A naive drawing of $K_{3,n}$ will have pathwidth $O(n)$. I think that's tight, and that the pathwidth is always $\Omega(n)$. Here's an argument why.
(1) Fix a drawing of $K_{3,n}$. Without loss of generality we can assume that no two incident edges cross and that no two edges cross twice, for otherwise we can modify the drawing to eliminate these crossings without hurting the pathwidth. Every $K_{3,3}$ subgraph of $K_{3,n}$ has a crossing, there are $n-2$ ways of extending any particular crossing to a $K_{3,3}$ subgraph, and there are $\tbinom{n}{3}$ $K_{3,3}$ subgraphs. Therefore, the number of crossings is at least $n^2/6$. (Actually a tight bound approximately $n^2/4$ is known but it doesn't change the rest.)

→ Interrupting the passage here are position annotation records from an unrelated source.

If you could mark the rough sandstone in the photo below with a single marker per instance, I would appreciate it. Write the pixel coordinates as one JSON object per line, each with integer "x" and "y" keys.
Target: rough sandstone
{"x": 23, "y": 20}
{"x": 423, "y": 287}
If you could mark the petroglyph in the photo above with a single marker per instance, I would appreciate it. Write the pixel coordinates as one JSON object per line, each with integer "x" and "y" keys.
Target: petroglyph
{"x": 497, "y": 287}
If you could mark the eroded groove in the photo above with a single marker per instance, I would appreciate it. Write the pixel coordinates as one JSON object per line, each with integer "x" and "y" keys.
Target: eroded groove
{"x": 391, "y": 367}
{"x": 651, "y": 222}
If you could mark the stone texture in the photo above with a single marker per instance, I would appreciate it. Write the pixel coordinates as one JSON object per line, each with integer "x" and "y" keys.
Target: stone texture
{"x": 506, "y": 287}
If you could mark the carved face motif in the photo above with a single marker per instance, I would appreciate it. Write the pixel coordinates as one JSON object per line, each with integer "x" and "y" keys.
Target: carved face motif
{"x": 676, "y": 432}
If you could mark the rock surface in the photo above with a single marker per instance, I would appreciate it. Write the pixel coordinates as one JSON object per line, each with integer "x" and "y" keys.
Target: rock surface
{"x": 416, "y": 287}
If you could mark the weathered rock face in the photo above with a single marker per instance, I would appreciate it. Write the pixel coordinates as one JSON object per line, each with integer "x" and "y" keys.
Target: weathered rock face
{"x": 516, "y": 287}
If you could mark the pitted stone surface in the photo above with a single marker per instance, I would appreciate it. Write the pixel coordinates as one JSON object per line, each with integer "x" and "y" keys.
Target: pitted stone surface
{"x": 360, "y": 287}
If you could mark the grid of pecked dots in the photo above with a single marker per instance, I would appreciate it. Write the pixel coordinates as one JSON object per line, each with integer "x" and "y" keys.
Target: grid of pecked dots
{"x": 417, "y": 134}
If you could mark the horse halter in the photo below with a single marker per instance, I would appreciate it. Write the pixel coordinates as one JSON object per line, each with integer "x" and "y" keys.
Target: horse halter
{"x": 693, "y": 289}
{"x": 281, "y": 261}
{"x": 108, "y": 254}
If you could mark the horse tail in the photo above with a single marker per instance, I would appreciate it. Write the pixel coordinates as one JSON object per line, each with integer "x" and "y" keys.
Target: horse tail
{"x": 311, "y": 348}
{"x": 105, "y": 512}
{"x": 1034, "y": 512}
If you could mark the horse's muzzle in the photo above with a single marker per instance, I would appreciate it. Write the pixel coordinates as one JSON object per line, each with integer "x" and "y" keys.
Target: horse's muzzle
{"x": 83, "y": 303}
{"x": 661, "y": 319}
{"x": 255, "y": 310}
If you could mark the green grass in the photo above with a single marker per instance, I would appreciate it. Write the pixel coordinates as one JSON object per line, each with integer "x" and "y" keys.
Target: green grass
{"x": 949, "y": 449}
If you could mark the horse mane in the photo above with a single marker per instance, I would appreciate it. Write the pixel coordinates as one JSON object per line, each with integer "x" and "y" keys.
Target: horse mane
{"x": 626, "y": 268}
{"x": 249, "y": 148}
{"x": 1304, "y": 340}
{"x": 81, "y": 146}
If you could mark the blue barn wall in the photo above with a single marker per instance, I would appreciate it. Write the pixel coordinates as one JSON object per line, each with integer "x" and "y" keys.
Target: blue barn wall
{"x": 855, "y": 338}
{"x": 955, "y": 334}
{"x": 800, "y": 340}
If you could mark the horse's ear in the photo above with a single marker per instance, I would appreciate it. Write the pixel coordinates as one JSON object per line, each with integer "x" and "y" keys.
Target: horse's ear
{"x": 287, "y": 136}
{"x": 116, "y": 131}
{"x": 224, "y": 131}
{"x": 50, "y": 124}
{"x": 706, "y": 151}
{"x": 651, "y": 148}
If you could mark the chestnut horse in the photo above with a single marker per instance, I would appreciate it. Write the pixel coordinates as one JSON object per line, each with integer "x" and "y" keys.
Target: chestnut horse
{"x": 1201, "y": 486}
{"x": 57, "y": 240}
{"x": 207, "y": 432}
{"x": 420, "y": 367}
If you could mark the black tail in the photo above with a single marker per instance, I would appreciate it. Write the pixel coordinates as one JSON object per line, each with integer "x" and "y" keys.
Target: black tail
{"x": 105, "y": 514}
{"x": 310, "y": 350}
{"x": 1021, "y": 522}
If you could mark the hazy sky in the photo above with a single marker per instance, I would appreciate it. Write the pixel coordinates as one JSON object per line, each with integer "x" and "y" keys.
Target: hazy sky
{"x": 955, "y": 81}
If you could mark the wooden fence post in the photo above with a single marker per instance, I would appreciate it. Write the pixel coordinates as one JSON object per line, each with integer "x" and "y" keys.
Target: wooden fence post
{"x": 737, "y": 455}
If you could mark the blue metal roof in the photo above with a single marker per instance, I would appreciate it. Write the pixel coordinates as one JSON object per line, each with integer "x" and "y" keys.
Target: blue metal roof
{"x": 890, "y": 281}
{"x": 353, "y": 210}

(2) Set $S$ to be the set of all edges in $K_{3,n}$, and consider any linear arrangement of the crossings in the whole drawing. Repeat the following steps:
(2a) Consider the point of that arrangement that bisects the crossings between pairs of edges in $S$. Define an edge of $S$ to be "cut" if all of its crossing points with other edges in $S$ are in the same half of this bisection, and "uncut" otherwise.
(2b) If there are at least $\epsilon n$ cut edges of the drawing (for some suitable constant $\epsilon$), then each of them contributes an edge of the planarization that also crosses the bisection point of the linear arrangement. This shows that the linear arrangement has vertex separation number $\Omega(n)$, but since the pathwidth is just the minimum vertex separation number of a linear arrangement, the pathwidth is also $\Omega(n)$.
(2c) In the remaining case, there are very few cut edges, so most of the crossings in $S$ come from pairs of uncut edges, which must both be on the same side of the bisection.
Almost half of the $S$--$S$ crossings are on each side of the bisection, and at least one of the two sides of the bisection has fewer than half of the edges in $S$. Replace $S$ by the subset of edges on that side and repeat.
(3) Each repetition of steps (2a)–(2c) approximately doubles the density of crossings / pairs of edges in $S$, because the number of crossings is halved and the number of pairs of edges is quartered. This density already starts out constant and can't exceed one. Therefore, after a constant number of repetitions, step (2b) will succeed in finding a linear number of cut edges, showing that the pathwidth is at least linear.
As for your suggestion that bounded-degree bounded-pathwidth graphs have layouts whose planarization has bounded pathwidth: this seems indeed to be true.
Find a linear ordering of the vertices of the given graph with bounded vertex separation number: that is, at each point in a left-to-right sweep of the ordering there should be finitely many vertices left of the sweep point that have neighbors to the right. Draw the graph in a left-to-right sweep of this ordering, with its edges placed on horizontal tracks, with each of the partially completed vertices having a set of $O(1)$ tracks for its remaining edges to be connected to the right. Thus, the total number of tracks is the product of the degree with the pathwidth, $O(1)$. When you reach a new vertex, you can add nearly-vertical connectors to the tracks of other vertices that should be connected to it, and shorter connections to its outgoing tracks. Here's an example, with vertex separation number three, degree three, and three tracks per vertex.

This layout, also, has bounded separation number, because the only crossings are on tracks so there can be at most one vertex with an incomplete neighborhood per track. So the pathwidth of the planarization is also $O(1)$, and more precisely at most proportional to the product of the degree and the original pathwidth.